Editor [possibly Miles Greenleaf]. March 31, 1918. Omaha Sunday World-Herald 53(26): 4-E. A bird editorial.

Phoebe and Towhee.

The sounds of spring are no less pronounced, joyous and welcome than its other loveliness. While the emerald glory of the woods and fields faintly suggests itself and the odor of the mellow earth and sprouting vegetation delights the dilated nostrils, there comes the first chirrup of the summer songsters to complete the promise of Nature's fulfillment.

With the Bluebirds and Robins among us for several weeks, the arrival of the Phoebe and the Towhee seems to relegate winter far enough into the forgotten past to make those sub-zero months a part of a dismal nightmare.

The old bridge over the creek is embellished now by the presence of Mr. and Mrs. Phoebe, who will shortly nest among the beams beneath it, and woe betide the insects that shall fly the air in that vicinity! The sharp emphatic exclamation "Phee-be!" is heard near each of these structures and soon the dainty bird itself is seen perched nearby, on the lookout for his flying food.

And there is the Towhee, of Chewink - sometimes known as the Ground Robin - scratching about in the underbrush like some pretty little hen.
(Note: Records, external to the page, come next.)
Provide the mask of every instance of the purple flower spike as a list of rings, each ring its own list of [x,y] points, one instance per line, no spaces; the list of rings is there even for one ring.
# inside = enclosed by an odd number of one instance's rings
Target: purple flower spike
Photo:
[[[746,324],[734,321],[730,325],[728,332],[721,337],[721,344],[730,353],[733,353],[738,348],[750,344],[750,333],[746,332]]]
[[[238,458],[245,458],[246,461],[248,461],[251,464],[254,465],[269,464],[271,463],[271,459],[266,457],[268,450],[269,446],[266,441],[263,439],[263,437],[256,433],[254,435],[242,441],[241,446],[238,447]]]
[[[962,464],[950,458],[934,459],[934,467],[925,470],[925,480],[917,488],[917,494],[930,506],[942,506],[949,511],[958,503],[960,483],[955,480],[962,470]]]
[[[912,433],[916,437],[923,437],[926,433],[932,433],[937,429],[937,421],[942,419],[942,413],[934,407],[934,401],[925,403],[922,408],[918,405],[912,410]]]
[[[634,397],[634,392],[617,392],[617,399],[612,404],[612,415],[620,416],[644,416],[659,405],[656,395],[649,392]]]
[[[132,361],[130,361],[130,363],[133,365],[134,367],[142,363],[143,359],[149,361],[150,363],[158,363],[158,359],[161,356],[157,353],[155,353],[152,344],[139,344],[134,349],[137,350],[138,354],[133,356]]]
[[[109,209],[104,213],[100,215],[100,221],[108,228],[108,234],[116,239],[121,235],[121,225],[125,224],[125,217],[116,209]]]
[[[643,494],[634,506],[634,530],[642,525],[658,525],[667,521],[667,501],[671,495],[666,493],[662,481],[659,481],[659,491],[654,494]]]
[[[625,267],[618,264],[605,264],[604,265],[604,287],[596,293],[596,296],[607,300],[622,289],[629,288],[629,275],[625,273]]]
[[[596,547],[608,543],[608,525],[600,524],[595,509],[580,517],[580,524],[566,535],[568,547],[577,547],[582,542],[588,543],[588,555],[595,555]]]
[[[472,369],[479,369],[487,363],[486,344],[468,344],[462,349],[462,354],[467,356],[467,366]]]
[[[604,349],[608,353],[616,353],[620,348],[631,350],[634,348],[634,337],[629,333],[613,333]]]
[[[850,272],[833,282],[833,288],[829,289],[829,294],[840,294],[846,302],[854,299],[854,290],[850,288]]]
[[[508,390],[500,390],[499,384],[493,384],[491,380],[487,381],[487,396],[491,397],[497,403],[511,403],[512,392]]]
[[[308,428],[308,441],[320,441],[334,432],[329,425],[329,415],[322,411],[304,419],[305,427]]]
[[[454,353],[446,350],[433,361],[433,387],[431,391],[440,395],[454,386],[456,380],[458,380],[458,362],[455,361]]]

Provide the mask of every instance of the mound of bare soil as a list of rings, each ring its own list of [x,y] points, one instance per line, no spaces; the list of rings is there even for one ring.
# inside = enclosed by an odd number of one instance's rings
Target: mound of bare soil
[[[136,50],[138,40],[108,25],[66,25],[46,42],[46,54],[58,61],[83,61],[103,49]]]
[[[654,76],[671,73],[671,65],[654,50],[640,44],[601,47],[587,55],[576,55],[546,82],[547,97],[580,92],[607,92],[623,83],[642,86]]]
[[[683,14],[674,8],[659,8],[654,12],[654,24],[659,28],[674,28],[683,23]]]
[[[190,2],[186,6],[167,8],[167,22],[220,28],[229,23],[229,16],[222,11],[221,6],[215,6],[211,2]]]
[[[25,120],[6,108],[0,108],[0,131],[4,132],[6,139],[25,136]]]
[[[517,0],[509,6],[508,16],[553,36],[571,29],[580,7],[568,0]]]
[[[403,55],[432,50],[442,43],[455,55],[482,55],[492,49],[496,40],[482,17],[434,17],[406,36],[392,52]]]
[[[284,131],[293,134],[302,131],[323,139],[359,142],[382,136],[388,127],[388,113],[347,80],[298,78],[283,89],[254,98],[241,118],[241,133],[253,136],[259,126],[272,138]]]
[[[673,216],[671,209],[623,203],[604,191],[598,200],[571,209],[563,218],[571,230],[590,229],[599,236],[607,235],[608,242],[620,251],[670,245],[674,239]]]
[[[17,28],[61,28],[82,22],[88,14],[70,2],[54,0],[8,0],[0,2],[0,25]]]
The resounding "Cherink!" of this handsome bird reminds one of green vegetables and baseball games - for it is a spring song in the highest.

It is a lot of fun to keep track of the march of the seasons as measured by the birds, and you can little afford to miss these glorious weeks.

Each Sunday hike will afford new wonders, of which you should take immediate advantage.

Oh, by the way! Have you seen the Waxwings? The woods are full of 'em and they are very companionable. Perhaps they are disappointed that you have not called.